The subject of biodiesel came up last week, and in explaining the concept to my daughter I remembered how much I’m drawn to it—as opposed to electric cars, which I instinctively distrust. That statement says as much about me as it does about the two technologies, so let me unpack it a little.
Here’s why I’m drawn to biodiesel:
1. Biodiesel piggybacks on existing technology. We already know how to build and maintain diesel engines.
2. At its best, biodiesel turns waste material—used vegetable oils—into fuel rather than requiring new production.
3. You can literally make biodiesel in your back yard. More practically, it can be made on a community scale.
Will biodiesel solve all the world’s problems? No. It is a small and partial solution to an enormous global problem, which though it cannot solve the whole, nevertheless—by virtue of being small!—empowers people to roll up their sleeves and get to work. Moreover, in principle, it creates no new problems that others will have to solve later, e.g. waste that will have to be cleaned up.
The electric car, by contrast, promises a total solution to that enormous global problem—but one that, by its very totality, disempowers people. The electric car…
1. Requires an overhaul of global industry, as well as the creation of new networks of technological and human support (i.e. charging stations).
2. Relies (for its batteries) on materials that must be freshly mined, often at great environmental cost. (That one may account those costs as less than those associated with internal combustion engines is not my point; my point is that they are not zero.
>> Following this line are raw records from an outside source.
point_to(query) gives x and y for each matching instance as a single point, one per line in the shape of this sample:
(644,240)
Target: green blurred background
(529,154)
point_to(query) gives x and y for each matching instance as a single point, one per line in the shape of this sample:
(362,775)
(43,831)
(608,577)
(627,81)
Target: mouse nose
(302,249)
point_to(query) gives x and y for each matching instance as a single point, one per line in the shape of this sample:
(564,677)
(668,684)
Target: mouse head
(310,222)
They are new messes, which will have to be cleaned up later.)
3. Not only requires global supply chains and industrial manufacturing but makes vehicles on which people depend for (it is not too much to say) their daily existence ever more inscrutable to them.
As I said, I’m not interested for the moment in weighing the environmental costs and benefits of electric cars, nor in the fact that biodiesel made from fryer oil isn’t going to power all the world’s vehicles (unless we all eat a lot more fast food). Set that aside.
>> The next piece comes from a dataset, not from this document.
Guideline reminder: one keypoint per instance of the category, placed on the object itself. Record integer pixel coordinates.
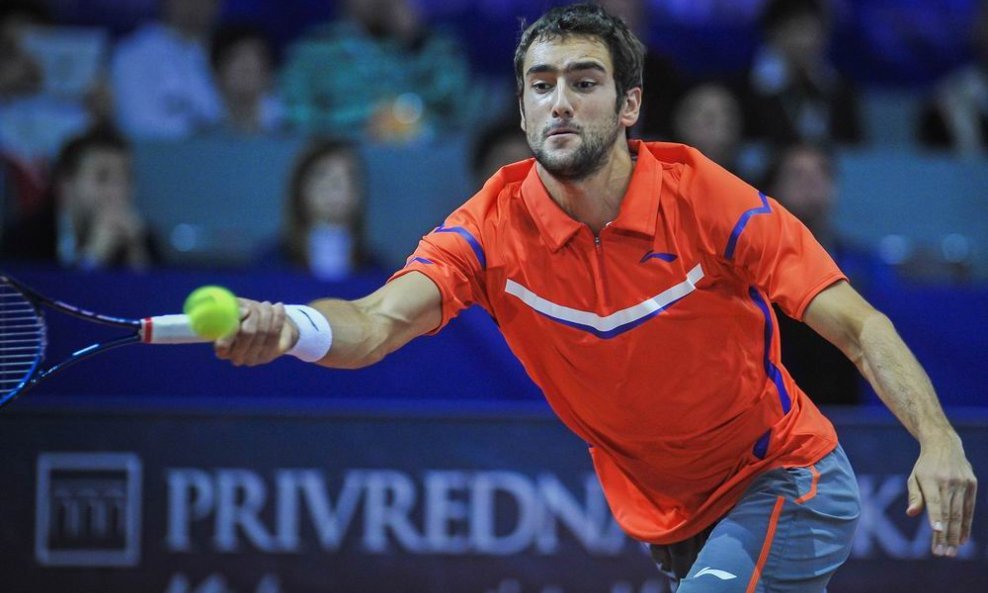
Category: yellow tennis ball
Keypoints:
(213, 312)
My present concern is with the sort of culture, the sort of personhood, the two technologies represent, and foster. Biodiesel is democratic: it can be implemented from below. The electric car is technocratic and must be implemented from above. The latter dreams of changing the world and imposes that change—and its costs—on the people who happen to live in it; the former, by accepting limits to what it can accomplish, invites people to act for themselves.
This is simplistic, yes, and I acknowledge that I’m talking about a best-case vision of biodiesel, but I don’t think I’m being unfair to electric cars. Regardless of whether or when or where one may judge them useful, they represent two fundamentally different approaches to technology. The question is, then, are you a biodiesel person, or an electric car person?
I’m a biodiesel person. In case you couldn’t tell. I think we need more biodiesel solutions, and fewer electric car solutions. But we have become dependent on electric car solutions. So maybe the bigger question is, how do we raise biodiesel children in an electric car world?